Role Category Search Report: Shows the genes for the selected genomes that are within the selected role categories. To get to the Gene Page for a gene click on the Locus. Click on the EC Number to get a description of the number. Click on the "Options" button in the top right hand corner of the page to select a different annotation type or to download the nucleotide or protein sequences for all genes in the table. Finally, click on the "Download" button in the top right hand corner of the page to download the table in tab delimited format.

Region View Report: This tool displays a region of a DNA molecule showing all genes. To view the information on each of the genes displayed, place the cursor over the gene of interest. The fields (locus, coordinates, name, etc.) will fill in the appropriate information. To access the gene information page on a gene, click on the gene of interest. Very small genes will not be labeled on the graphical display below to keep gene name overlap to a minimum. A second table displays the start and stop sites for all six translational reading frames (three for the "top" DNA strand and three, reading in the opposite orientation, on the "bottom" strand). The long black lines represent stop sites while the short colored lines represent the 3 different start sites. The vertical position of each gene in the gene display above corresponds to the reading frame in which it is found.
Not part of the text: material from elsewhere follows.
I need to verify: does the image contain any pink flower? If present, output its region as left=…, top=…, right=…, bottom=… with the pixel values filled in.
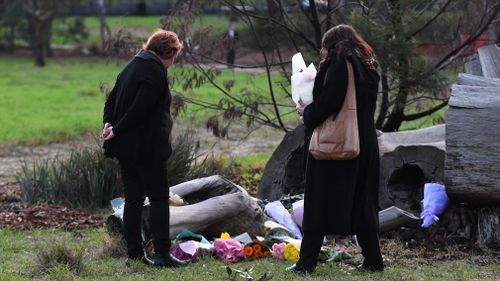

Position Search/Segment Retrieval Report: This tool shows either the nucleotide sequence or a gene list between two coordinates on a DNA molecule. For the gene list click on the locus name in the table to get to the Gene Page for that gene. Click on the "Options" button in the top right hand corner of the page to select a different annotation type or to download the nucleotide or protein sequences for all genes in the table. Finally, click on the "Download" button in the top right hand corner of the page to download the table in tab delimited format.

CMR Toolbox Page Tools


CMR Toolbox: This page lists the "toolbox" tools available, including BLAST searches, restriction digest, operon predictions, as well as many other tools.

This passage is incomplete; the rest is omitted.